TEM analysis showed significant changes in the ultrastructure of chloroplasts after SD only (Fig. 4). SD samples showed an increase in the number of plastoglobules per chloroplast (Fig. 4A, B, E). Similarly, changes in the stacking of thylakoids were also observed after SD (Fig. 4C, D, FH). Stacking of thylakoids in groups of two was significantly more frequent after SD than in either the hydrated samples or in samples after RD (Fig. 4F). Stacking in groups of more than three thylakoids was significantly less frequent (Fig. 4H).

Effects of the presence of zeaxanthin upon recovery

To analyse the effect of Z on the recovery of physiological function upon rehydration, S. ruralis samples were rapidly desiccated in the dark; half of them were briefly illuminated to induce Z synthesis, while the other half of samples were kept in darkness (Fig. 5). Before desiccation, the effects of the short illumination pre-treatment on the main lipophilic photoprotective and antioxidant molecules present in thylakoid membranes were tested to discard any effect on the subsequent recovery of S. ruralis due to their synthesis: α-tocopherol, β-carotene, and lutein (inset of Fig. 5). The only observed effect of light pre-treatment was the de-epoxidation of V with concomitant formation of A+Z (Fig. 5 inset). After RD in darkness (24h), F v/F m was monitored at different times during rehydration also in darkness (Fig. 5). Interestingly, from the first 10min of rehydration, pre-illuminated samples (which had more A+Z available during desiccation) showed significantly higher F v/F m values than dark-pre-treated mosses. Furthermore, F v/F m rose significantly during the first hour of rehydration in light-pre-treated samples, whereas it remained constant in the dark-pre-treated samples. Thus, the recovery of photosynthetic performance was faster and better in light-pre-treated samples in which Z was present during desiccation, confirming a protective role for Z independent of the thermal energy dissipation.

Long-term desiccation and Z formation effects on survival

The effect of both SD and RD in combination with longer time periods spent in the desiccated state on S. ruralis survival was also studied (Fig. 6). The recovery of maximal photochemical efficiency (F v/F m) upon rehydration was analysed to assess the survival capability of S. ruralis after desiccation periods of 1, 5, and 14 weeks (Fig. 6A, B, and C, respectively).
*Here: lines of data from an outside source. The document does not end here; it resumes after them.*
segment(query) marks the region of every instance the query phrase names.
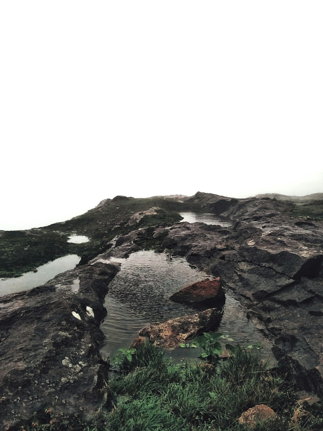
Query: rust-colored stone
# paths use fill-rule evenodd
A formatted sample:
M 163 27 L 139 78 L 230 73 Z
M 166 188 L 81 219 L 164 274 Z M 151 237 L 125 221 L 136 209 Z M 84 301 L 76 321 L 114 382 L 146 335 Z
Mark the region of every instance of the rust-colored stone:
M 172 295 L 170 299 L 177 302 L 189 303 L 216 300 L 219 305 L 223 305 L 225 297 L 218 277 L 213 280 L 205 278 L 186 286 Z
M 130 347 L 130 348 L 135 348 L 140 344 L 143 344 L 146 340 L 147 339 L 148 339 L 146 337 L 141 337 L 141 335 L 139 335 L 139 337 L 137 337 L 137 338 L 134 340 L 132 342 L 132 344 Z
M 216 309 L 210 308 L 195 314 L 147 325 L 140 329 L 139 335 L 141 337 L 148 337 L 156 346 L 174 349 L 178 347 L 180 343 L 184 343 L 211 328 L 221 320 L 222 315 Z
M 244 412 L 238 419 L 238 422 L 242 425 L 250 429 L 254 428 L 257 422 L 266 421 L 276 416 L 274 411 L 265 404 L 258 404 Z

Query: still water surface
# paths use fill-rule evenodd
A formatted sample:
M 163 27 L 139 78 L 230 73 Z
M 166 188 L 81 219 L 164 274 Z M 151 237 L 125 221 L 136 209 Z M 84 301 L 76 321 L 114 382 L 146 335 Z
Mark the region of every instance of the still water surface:
M 82 244 L 83 243 L 88 242 L 90 240 L 87 237 L 83 235 L 72 235 L 68 237 L 68 242 L 73 243 L 74 244 Z
M 223 227 L 229 227 L 232 226 L 232 223 L 228 220 L 224 220 L 217 217 L 212 213 L 204 212 L 199 214 L 197 212 L 181 212 L 180 215 L 184 217 L 181 222 L 188 222 L 189 223 L 205 223 L 206 225 L 219 225 Z
M 0 279 L 0 296 L 41 286 L 58 274 L 72 269 L 79 261 L 79 256 L 68 254 L 39 266 L 37 272 L 26 272 L 15 278 Z
M 170 260 L 162 253 L 139 251 L 127 259 L 112 259 L 111 261 L 121 263 L 121 270 L 109 286 L 104 304 L 108 314 L 100 327 L 106 335 L 101 351 L 111 359 L 118 349 L 129 347 L 138 331 L 148 323 L 196 312 L 191 306 L 169 299 L 184 286 L 207 276 L 184 258 Z M 242 345 L 261 341 L 268 356 L 270 340 L 248 320 L 245 309 L 232 293 L 226 291 L 226 297 L 224 314 L 217 330 Z M 177 349 L 170 354 L 178 361 L 184 356 L 196 359 L 199 351 Z

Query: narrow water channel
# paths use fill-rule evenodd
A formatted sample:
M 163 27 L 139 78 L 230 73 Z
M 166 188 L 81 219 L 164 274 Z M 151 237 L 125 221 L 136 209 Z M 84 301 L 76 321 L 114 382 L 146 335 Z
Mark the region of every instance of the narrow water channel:
M 183 217 L 180 222 L 188 222 L 189 223 L 205 223 L 206 225 L 219 225 L 223 228 L 228 228 L 232 226 L 232 223 L 227 220 L 221 219 L 211 212 L 204 212 L 199 214 L 197 212 L 181 212 L 180 215 Z
M 68 254 L 39 266 L 37 272 L 31 271 L 16 278 L 0 279 L 0 296 L 41 286 L 58 274 L 72 269 L 79 261 L 79 256 Z

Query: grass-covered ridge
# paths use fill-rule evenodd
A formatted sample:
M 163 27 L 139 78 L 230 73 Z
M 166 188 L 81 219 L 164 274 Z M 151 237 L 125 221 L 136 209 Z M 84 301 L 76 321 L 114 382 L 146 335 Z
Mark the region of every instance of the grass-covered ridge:
M 134 213 L 153 206 L 160 209 L 156 214 L 145 216 L 137 225 L 128 224 Z M 139 227 L 153 230 L 171 225 L 180 219 L 176 212 L 186 209 L 184 203 L 162 199 L 109 200 L 65 222 L 37 229 L 0 231 L 0 278 L 19 276 L 69 253 L 84 256 L 82 263 L 86 263 L 107 250 L 115 237 Z M 85 235 L 90 240 L 81 244 L 68 243 L 68 237 L 72 234 Z
M 242 431 L 238 418 L 255 405 L 276 413 L 256 431 L 301 431 L 323 427 L 323 404 L 300 403 L 289 384 L 253 352 L 236 349 L 225 360 L 174 365 L 146 343 L 126 351 L 109 383 L 106 412 L 86 425 L 71 422 L 25 429 L 64 431 Z M 129 361 L 129 359 L 130 361 Z

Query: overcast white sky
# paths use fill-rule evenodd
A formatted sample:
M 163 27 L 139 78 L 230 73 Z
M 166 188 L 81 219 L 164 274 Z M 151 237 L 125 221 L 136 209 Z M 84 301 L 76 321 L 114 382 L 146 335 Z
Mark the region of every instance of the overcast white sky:
M 323 3 L 0 3 L 0 229 L 323 192 Z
The longer the storage of samples in the dry state, the worse was the recovery of F v/F m. Maximum F v/F m reached values >0.7 after 96h of rehydration in samples dried for 1 week (Fig. 6B), whereas it remained below 0.5 in samples dried for 14 weeks (Fig. 6D). The two desiccation treatments also affected the recovery. Although no differences were observed after 1 week (Fig. 6B), samples recovered faster from RD than from SD (Fig. 6C, D) after longer periods in the dry state.

Discussion

V-cycle activity, molecular mobility, and ultrastructural changes upon desiccation

As reviewed by Proctor et al. (2007), dehydration and rehydration events in DT plants involve a highly organized series of cellular changes. Whilst tissue WC will critically influence the speed of chemical reactions, it is not understood at which WC enzymatic activity ceases. Seeds also deteriorate when kept in the glassy state at subzero temperatures, and it is unclear which chemical reactions contribute to viability loss. Transcription has been reported to occur in dry seeds (Bove et al., 2005; Leubner-Metzger, 2005; Leymarie et al., 2007), potentially facilitated by the existence of localized regions of higher WC. While several investigations have characterized the molecular mobility in dry seeds, this study is the first to report on the molecular mobility in dry leaves together with ultrastructural changes and V-cycle activity. The V-cycle activity was chosen for this study, whereby the conversion from V to Z cannot occur randomly, but depends upon the activity of violaxanthin de-epoxidase (VDE), and the findings could have potential relevance for stress tolerance mechanisms in DT organisms.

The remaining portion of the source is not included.